The Union, the SPD, the FDP and the Left are also increasingly green and
Perhaps the upcoming federal election will determine the pace of social change more than its fundamental direction.
If the Greens come to power with them, the likelihood increases that sustainable and inclusive structures will emerge in Germany at a faster pace and in greater density.
Those who live by these values would then have more advantages.
Accordingly, more people are likely to align themselves with it in their everyday lives.
If the Union or the SPD come to power, the same thing should essentially happen.
It'll probably just take longer.
We cannot avoid the problems of level six. They will plague us too - until the socio-economic suffering becomes too great at some point and drives us to level seven. According to Beck and Cowan, this is the level at which we learn to integrate contradicting perspectives and to manage polarities in a meaningful way.
We could then build a society to which each and every one of us contributes the best possible within the framework of our own possibilities and is promoted in the best possible way.

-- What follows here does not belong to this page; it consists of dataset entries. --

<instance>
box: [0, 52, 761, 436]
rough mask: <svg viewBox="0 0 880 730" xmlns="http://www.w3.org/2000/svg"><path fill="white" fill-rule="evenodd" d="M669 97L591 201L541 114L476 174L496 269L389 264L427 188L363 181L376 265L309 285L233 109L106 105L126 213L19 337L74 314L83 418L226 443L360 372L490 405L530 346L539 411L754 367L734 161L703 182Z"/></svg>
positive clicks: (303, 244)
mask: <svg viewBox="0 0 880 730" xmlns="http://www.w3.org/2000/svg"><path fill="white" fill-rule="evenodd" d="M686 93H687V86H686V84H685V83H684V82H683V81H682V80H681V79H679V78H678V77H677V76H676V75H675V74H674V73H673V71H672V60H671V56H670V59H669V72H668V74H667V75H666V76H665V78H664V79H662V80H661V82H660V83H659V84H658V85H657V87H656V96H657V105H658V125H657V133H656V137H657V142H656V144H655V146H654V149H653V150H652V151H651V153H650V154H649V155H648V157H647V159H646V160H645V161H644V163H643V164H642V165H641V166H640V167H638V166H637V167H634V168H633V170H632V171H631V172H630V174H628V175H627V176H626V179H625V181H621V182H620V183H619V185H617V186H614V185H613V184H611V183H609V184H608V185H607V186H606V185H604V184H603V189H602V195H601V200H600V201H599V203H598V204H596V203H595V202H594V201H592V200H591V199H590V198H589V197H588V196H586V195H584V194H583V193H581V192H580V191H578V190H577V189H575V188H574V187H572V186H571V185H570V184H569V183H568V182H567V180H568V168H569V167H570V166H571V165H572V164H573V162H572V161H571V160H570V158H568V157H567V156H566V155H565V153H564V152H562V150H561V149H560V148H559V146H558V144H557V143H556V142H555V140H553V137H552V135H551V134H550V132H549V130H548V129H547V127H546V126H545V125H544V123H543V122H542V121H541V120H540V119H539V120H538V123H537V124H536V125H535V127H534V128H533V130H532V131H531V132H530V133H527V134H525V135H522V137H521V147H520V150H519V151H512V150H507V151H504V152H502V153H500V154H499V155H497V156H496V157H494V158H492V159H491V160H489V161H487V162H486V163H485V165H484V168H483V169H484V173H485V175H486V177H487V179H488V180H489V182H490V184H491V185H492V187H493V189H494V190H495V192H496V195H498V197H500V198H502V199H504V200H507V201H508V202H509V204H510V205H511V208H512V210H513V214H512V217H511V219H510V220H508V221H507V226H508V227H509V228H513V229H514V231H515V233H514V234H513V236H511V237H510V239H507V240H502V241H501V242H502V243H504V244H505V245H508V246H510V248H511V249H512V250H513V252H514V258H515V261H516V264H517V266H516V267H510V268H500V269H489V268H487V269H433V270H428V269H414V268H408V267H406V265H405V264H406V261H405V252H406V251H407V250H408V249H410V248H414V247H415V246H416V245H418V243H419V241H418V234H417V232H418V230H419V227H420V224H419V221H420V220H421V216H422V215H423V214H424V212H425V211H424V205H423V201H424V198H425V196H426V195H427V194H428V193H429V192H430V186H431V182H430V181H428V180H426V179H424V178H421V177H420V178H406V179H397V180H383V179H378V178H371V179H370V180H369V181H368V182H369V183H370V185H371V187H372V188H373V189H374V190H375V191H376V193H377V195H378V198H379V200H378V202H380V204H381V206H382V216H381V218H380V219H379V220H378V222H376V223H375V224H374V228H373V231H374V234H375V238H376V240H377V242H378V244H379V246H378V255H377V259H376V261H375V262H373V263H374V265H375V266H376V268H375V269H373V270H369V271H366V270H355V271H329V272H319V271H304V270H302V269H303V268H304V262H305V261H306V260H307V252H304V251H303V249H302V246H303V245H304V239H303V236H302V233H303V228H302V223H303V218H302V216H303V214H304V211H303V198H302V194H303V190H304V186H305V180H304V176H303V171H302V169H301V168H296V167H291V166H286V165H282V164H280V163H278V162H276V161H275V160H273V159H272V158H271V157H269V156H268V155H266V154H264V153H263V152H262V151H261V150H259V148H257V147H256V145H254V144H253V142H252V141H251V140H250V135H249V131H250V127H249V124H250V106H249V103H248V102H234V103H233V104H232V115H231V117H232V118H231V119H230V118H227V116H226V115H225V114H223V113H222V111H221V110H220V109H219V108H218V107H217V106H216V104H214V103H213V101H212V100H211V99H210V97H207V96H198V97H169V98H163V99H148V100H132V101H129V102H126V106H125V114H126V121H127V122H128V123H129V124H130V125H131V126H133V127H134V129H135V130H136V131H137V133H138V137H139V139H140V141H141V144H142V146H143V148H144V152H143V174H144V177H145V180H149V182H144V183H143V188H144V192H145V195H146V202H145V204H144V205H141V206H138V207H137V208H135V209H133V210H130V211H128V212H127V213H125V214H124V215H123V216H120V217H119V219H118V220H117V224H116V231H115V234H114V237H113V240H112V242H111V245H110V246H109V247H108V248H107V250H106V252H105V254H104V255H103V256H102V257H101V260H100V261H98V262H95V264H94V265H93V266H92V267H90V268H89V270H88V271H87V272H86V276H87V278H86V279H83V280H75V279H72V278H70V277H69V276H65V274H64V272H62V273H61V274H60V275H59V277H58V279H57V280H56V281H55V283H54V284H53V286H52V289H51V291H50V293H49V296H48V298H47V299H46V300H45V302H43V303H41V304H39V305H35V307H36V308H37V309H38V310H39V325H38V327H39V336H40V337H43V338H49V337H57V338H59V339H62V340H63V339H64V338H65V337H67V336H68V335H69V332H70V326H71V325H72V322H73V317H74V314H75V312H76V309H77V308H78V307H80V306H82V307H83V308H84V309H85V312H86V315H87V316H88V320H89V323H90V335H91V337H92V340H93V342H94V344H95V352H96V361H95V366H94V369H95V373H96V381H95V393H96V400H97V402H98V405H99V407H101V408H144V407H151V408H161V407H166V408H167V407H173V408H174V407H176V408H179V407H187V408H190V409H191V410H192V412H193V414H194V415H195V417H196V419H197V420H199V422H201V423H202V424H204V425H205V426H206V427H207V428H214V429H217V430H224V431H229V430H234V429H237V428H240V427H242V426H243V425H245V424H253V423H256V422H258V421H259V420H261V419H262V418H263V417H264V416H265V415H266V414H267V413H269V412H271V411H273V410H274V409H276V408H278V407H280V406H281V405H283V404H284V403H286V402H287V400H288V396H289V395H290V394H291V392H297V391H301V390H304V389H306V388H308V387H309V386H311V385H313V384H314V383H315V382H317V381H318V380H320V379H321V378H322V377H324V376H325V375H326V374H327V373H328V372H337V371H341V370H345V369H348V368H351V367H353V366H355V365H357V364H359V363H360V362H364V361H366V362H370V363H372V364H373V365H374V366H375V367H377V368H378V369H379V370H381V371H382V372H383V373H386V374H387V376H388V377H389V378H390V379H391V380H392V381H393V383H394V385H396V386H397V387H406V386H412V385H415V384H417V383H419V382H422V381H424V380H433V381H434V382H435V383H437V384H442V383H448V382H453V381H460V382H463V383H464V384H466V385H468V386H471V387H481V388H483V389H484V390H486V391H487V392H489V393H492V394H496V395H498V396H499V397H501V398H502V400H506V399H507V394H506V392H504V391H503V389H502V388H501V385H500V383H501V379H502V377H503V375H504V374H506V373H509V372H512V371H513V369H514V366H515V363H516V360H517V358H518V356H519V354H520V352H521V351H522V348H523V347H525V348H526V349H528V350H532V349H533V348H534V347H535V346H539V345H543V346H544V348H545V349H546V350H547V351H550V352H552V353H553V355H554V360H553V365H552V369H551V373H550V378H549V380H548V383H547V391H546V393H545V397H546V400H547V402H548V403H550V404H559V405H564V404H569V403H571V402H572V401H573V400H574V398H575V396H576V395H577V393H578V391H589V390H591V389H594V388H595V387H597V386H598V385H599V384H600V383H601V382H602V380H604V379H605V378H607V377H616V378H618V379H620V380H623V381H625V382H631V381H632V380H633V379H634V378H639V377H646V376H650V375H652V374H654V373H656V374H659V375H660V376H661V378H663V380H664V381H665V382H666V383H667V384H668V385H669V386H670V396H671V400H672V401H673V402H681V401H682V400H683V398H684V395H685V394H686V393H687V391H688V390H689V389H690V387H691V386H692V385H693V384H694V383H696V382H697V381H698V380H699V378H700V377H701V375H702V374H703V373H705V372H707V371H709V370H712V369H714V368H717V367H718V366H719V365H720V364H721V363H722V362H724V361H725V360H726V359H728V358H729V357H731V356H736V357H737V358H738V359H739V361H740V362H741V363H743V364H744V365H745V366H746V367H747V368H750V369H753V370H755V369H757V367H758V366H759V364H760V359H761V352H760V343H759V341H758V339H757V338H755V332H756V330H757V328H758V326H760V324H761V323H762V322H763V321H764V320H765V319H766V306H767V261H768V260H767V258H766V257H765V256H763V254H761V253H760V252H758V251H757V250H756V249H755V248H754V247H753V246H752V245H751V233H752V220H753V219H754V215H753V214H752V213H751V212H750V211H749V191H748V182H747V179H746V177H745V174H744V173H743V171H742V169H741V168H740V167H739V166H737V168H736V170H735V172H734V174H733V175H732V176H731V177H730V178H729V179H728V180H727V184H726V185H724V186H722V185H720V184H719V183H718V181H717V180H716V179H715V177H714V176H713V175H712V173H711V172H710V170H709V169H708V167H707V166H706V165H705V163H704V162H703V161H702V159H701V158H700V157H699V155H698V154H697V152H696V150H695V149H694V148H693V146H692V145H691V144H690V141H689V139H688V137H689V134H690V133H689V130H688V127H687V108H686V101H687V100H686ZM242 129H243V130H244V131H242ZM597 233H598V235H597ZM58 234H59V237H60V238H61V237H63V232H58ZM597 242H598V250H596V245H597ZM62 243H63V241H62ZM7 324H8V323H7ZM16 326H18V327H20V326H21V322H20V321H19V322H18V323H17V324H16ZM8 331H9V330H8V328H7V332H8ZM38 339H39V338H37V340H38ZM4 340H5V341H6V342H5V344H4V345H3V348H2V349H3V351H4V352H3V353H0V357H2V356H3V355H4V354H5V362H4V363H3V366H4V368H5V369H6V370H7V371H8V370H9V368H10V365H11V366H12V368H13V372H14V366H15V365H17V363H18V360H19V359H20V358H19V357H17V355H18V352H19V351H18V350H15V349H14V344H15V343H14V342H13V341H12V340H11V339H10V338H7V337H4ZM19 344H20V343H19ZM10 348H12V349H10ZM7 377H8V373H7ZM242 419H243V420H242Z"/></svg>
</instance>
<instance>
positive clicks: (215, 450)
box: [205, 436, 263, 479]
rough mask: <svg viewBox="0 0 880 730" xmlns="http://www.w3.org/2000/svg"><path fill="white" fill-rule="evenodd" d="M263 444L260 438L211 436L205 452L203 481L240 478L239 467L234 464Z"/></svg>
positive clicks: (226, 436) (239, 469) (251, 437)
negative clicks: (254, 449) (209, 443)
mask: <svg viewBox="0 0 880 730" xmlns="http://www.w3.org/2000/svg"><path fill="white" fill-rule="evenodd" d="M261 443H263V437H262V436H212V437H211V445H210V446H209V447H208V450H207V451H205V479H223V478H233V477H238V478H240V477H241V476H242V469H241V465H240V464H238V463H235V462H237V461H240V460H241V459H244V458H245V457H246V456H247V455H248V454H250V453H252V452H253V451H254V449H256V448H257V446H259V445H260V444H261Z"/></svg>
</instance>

A society that recognizes that everyone is partially right - but no one is entirely.
Which first allows all contributions to the solution of a problem and then prioritizes them utilitarianily.
A society that can perhaps solve major global problems like global warming better than we can today.
Before she too creates her own perhaps even bigger problems.
However, such a society is still hardly in sight.
At the moment, only five percent of the western population are assigned to level seven.